“and forgive us our debts, as we also have forgiven our debtors.” Matthew 6:12

Many of us will remember the horror of what happened on October 2, 2006, in an Amish one-room school in Lancaster County, Pennsylvania. A mentally ill, suicidal man entered the school room and shot 10 school girls before shooting himself. Five of the girls died and this peaceful quiet religious community became the center of the nation’s focus, not only on the event but what happened subsequently. The Amish community forgave the shooter on the same day this occurred. They forgave not only in words but in deed by providing a meal for the family of the shooter. At the funeral service for this man, forty Amish showed up to love, nurture, and live out forgiveness. Money that poured in from around the world was given to the shooter’s family. The Amish response completely mystified and astounded the secular world. Sociologists came to do a study on why the Amish could forgive something so tragic, to find out that they live a life adhering to forgiveness because of Jesus’ sacrifice on the cross.

They understand the magnitude of that cost for the sin of the world. “…forgiving one another, just as God through Christ has forgiven you.” Ephesians 4:32

That does not mean forgiveness is easy. Many of the Amish community have forgiven, but still deal with emotions that may not have caught up with the action of forgiveness. But forgiveness is ingrained in their character and to stay angry will be corrosive…so they return to the cross.

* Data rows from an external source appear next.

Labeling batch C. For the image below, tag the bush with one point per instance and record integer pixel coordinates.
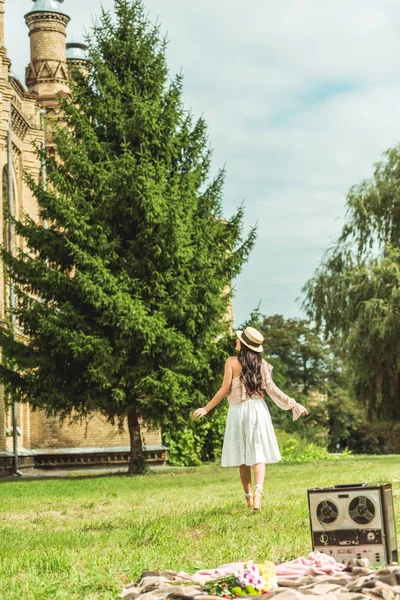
(376, 438)
(201, 441)
(296, 449)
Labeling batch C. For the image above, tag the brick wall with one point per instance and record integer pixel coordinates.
(47, 72)
(48, 432)
(3, 445)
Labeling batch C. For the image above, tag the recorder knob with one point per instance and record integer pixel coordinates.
(323, 538)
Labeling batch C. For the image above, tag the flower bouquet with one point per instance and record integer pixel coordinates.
(252, 580)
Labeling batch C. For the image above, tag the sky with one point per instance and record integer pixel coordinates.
(301, 98)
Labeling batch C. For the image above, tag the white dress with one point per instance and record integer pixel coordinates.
(249, 434)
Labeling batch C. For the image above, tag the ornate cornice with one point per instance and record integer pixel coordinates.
(32, 18)
(46, 71)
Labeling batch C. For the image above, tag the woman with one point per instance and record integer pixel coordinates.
(250, 439)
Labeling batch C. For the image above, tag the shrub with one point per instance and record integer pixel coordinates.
(296, 449)
(376, 438)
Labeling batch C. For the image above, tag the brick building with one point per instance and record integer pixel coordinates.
(24, 113)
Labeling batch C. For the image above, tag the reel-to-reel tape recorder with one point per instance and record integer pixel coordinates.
(354, 521)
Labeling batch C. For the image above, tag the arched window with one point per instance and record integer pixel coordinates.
(5, 209)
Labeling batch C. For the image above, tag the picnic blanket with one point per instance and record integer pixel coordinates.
(315, 575)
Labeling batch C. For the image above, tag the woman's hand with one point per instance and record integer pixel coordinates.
(200, 412)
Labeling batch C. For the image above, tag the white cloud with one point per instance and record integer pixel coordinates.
(301, 98)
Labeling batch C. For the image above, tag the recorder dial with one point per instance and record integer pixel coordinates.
(362, 510)
(327, 511)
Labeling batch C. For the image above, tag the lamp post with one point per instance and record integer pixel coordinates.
(11, 214)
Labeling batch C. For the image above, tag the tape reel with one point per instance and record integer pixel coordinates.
(362, 510)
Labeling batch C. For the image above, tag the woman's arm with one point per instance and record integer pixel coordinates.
(280, 398)
(222, 392)
(284, 401)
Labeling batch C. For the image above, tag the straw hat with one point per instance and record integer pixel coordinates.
(251, 338)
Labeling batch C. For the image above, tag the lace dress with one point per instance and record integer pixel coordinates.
(249, 434)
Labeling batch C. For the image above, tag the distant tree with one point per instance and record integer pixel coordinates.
(355, 293)
(121, 300)
(297, 352)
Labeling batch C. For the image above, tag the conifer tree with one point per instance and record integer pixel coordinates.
(122, 299)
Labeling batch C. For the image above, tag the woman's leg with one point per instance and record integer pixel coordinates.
(245, 476)
(259, 476)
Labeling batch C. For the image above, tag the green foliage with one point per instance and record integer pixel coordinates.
(297, 352)
(122, 298)
(201, 441)
(376, 438)
(338, 416)
(76, 538)
(355, 293)
(297, 449)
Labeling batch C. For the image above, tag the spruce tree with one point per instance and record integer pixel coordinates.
(121, 300)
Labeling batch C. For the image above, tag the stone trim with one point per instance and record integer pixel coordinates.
(20, 125)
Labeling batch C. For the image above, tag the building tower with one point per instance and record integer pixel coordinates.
(47, 73)
(77, 56)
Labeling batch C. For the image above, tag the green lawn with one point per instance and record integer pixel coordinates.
(86, 538)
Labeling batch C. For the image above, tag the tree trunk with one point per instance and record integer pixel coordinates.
(137, 462)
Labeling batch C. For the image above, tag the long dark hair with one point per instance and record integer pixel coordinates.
(251, 370)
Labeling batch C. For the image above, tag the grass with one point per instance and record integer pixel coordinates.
(86, 538)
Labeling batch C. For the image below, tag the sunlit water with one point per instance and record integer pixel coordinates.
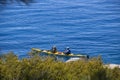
(86, 26)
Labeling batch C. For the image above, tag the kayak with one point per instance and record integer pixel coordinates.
(48, 52)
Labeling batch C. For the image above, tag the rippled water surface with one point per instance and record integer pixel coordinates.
(86, 26)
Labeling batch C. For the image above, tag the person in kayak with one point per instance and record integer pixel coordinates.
(67, 51)
(54, 49)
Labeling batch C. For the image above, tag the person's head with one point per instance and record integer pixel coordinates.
(67, 48)
(54, 47)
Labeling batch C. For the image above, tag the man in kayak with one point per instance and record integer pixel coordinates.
(67, 51)
(54, 49)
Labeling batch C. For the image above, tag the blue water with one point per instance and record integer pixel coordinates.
(86, 26)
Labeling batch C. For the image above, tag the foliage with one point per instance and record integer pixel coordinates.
(36, 68)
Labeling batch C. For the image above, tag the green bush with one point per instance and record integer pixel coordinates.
(37, 68)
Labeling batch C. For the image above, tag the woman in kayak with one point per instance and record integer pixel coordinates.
(54, 49)
(67, 51)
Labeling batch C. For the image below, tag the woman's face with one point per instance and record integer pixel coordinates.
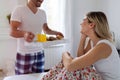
(37, 3)
(85, 26)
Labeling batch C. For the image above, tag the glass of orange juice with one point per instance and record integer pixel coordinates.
(41, 37)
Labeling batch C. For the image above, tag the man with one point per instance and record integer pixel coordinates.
(25, 22)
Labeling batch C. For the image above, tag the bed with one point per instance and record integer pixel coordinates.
(36, 76)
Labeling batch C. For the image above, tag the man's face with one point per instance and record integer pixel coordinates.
(37, 2)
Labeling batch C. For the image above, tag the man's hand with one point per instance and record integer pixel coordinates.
(29, 36)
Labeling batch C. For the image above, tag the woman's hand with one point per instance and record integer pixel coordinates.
(66, 59)
(29, 36)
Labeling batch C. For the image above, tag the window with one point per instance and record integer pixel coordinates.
(53, 9)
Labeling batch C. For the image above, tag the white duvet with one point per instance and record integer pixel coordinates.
(36, 76)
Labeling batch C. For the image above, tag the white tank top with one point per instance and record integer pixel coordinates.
(109, 68)
(30, 22)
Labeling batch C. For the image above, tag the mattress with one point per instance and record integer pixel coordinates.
(36, 76)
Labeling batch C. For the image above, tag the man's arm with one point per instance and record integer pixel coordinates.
(17, 33)
(47, 30)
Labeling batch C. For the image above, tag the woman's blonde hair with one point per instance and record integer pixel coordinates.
(101, 24)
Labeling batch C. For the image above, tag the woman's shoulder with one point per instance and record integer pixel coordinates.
(105, 41)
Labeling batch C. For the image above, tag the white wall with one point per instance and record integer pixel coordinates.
(7, 44)
(81, 7)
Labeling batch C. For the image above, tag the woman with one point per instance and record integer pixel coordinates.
(99, 52)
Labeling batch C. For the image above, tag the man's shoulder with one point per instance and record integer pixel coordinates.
(20, 7)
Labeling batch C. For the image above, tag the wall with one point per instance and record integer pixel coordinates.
(7, 44)
(81, 7)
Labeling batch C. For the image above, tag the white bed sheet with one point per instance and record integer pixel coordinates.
(36, 76)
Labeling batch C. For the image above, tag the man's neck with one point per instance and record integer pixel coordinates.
(32, 7)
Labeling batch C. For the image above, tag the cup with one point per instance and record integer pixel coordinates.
(41, 37)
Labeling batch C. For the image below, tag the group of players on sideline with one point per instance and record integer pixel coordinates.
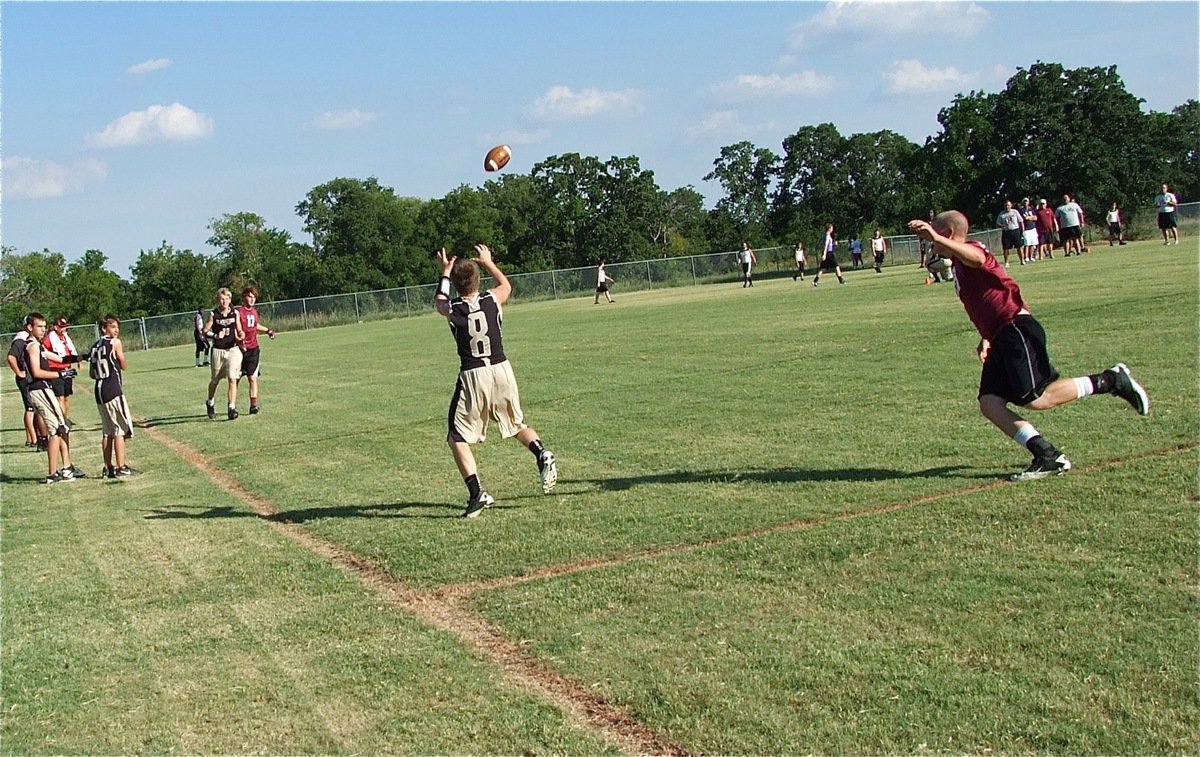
(42, 365)
(1032, 230)
(1012, 349)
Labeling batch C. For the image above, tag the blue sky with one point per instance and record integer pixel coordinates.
(130, 124)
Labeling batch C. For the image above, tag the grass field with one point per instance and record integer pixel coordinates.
(781, 527)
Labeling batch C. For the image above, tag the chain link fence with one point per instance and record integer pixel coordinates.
(175, 329)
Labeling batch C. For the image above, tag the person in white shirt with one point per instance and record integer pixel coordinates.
(1071, 226)
(879, 250)
(1116, 232)
(799, 262)
(58, 344)
(747, 258)
(603, 281)
(1167, 203)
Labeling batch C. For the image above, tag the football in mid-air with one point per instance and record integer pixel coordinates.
(497, 157)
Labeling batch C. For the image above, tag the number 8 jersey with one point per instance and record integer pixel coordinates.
(475, 324)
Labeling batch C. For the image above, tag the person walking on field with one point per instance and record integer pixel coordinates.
(39, 377)
(202, 342)
(828, 258)
(225, 331)
(486, 389)
(879, 250)
(251, 325)
(1167, 203)
(748, 259)
(1048, 226)
(603, 281)
(115, 420)
(60, 353)
(1116, 230)
(1071, 227)
(798, 253)
(1011, 229)
(1017, 366)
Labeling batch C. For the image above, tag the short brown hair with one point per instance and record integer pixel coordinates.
(465, 276)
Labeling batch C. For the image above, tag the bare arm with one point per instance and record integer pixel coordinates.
(969, 254)
(503, 288)
(34, 353)
(442, 301)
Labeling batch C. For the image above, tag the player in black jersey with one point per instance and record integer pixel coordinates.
(225, 332)
(115, 420)
(486, 388)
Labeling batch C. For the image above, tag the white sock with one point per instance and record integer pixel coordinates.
(1084, 386)
(1025, 433)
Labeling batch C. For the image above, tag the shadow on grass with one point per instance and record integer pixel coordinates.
(787, 475)
(387, 510)
(172, 420)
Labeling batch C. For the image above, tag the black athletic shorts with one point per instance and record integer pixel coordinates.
(1011, 239)
(250, 361)
(1018, 367)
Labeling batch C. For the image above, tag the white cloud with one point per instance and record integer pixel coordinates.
(911, 77)
(559, 103)
(513, 137)
(750, 85)
(173, 122)
(25, 178)
(333, 120)
(727, 122)
(845, 22)
(147, 66)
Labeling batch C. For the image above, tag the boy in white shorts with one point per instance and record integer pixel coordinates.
(486, 388)
(106, 364)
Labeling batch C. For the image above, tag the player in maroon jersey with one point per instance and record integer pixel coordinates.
(1013, 347)
(251, 326)
(486, 388)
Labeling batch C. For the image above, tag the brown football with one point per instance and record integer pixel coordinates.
(497, 157)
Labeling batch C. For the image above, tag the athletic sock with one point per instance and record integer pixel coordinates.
(538, 449)
(473, 488)
(1085, 385)
(1029, 437)
(1102, 383)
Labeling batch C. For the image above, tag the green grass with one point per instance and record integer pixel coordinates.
(780, 527)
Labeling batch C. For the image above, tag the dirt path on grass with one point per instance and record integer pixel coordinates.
(447, 608)
(449, 612)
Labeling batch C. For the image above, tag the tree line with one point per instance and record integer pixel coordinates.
(1050, 131)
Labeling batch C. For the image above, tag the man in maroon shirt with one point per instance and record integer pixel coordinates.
(1013, 348)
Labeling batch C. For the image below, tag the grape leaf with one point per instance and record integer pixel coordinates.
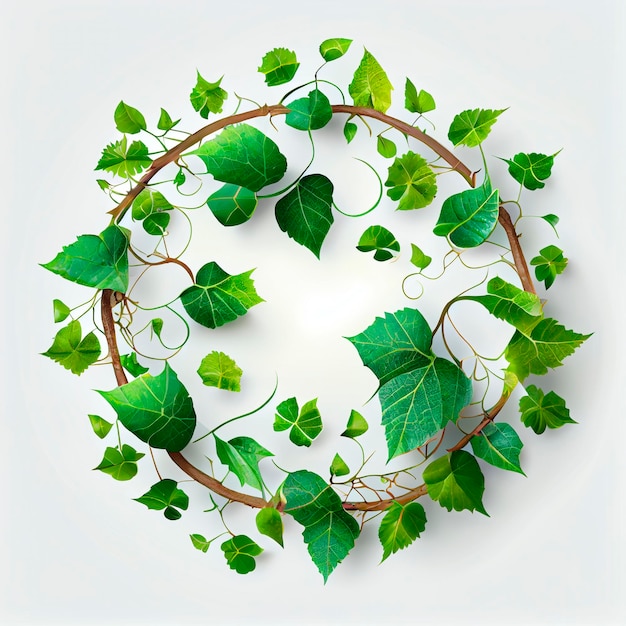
(207, 97)
(242, 456)
(305, 424)
(370, 86)
(540, 411)
(304, 213)
(472, 127)
(121, 465)
(242, 155)
(400, 526)
(219, 370)
(167, 497)
(329, 531)
(72, 351)
(499, 445)
(157, 409)
(378, 238)
(232, 205)
(279, 66)
(411, 181)
(99, 261)
(240, 552)
(469, 217)
(217, 297)
(456, 482)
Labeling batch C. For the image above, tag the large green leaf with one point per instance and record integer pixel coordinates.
(242, 155)
(157, 409)
(469, 217)
(370, 86)
(411, 182)
(217, 297)
(304, 213)
(329, 531)
(456, 482)
(99, 261)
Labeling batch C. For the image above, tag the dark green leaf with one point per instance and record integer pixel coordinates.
(217, 297)
(329, 531)
(157, 409)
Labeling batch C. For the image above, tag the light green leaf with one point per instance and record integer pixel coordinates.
(217, 297)
(304, 213)
(73, 352)
(242, 155)
(540, 411)
(378, 238)
(304, 425)
(412, 182)
(401, 526)
(469, 217)
(329, 531)
(499, 445)
(370, 86)
(456, 482)
(157, 409)
(232, 205)
(99, 261)
(279, 66)
(471, 127)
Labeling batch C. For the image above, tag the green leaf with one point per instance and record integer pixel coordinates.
(540, 411)
(329, 531)
(499, 445)
(207, 97)
(157, 409)
(412, 182)
(121, 465)
(456, 482)
(243, 156)
(165, 495)
(100, 426)
(304, 213)
(232, 205)
(414, 102)
(242, 455)
(332, 49)
(470, 128)
(304, 425)
(99, 261)
(545, 345)
(532, 169)
(469, 217)
(370, 86)
(309, 113)
(219, 370)
(71, 351)
(218, 297)
(378, 238)
(356, 426)
(124, 161)
(269, 522)
(401, 526)
(279, 66)
(129, 119)
(418, 258)
(549, 264)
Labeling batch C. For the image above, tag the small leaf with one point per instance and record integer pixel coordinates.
(540, 411)
(71, 351)
(279, 66)
(240, 552)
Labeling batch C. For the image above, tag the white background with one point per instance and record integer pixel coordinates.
(76, 549)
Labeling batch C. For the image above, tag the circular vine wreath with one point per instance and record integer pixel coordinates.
(422, 395)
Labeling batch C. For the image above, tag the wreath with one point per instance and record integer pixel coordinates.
(435, 390)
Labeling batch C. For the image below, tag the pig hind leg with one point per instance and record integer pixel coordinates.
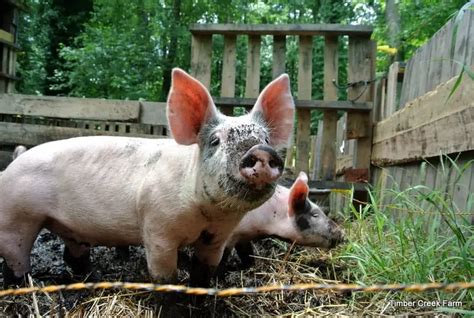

If we choose not to forgive, what are we saying? Could we be saying that Jesus’ shedding of His blood and the breaking of His body is not enough; it isn’t sufficient sacrifice for forgiveness to occur? John Walvoord, professor at Dallas Theological Seminary says this about the Matthew 6:12 passage:

“Though God’s forgiveness of sin is not based on one’s forgiveness of others, a Christian’s forgiveness is based on realizing he has been forgiven. Personal fellowship is in view in these verses. One cannot walk in fellowship with God if he refuses to forgive others.”

You and I must return to the cross and remember. Remember that ‘we were yet sinners’ when He died for us, remember what the cost was for us to be forgiven, remember when we received that forgiveness.

Meditation: Read slowly, prayerfully through Ephesians 4:32 and Matthew 6:12. What does the Holy Spirit impress on you? Is He telling you to ‘Return to the Cross’? How might that free you to deeper fellowship with the Lord?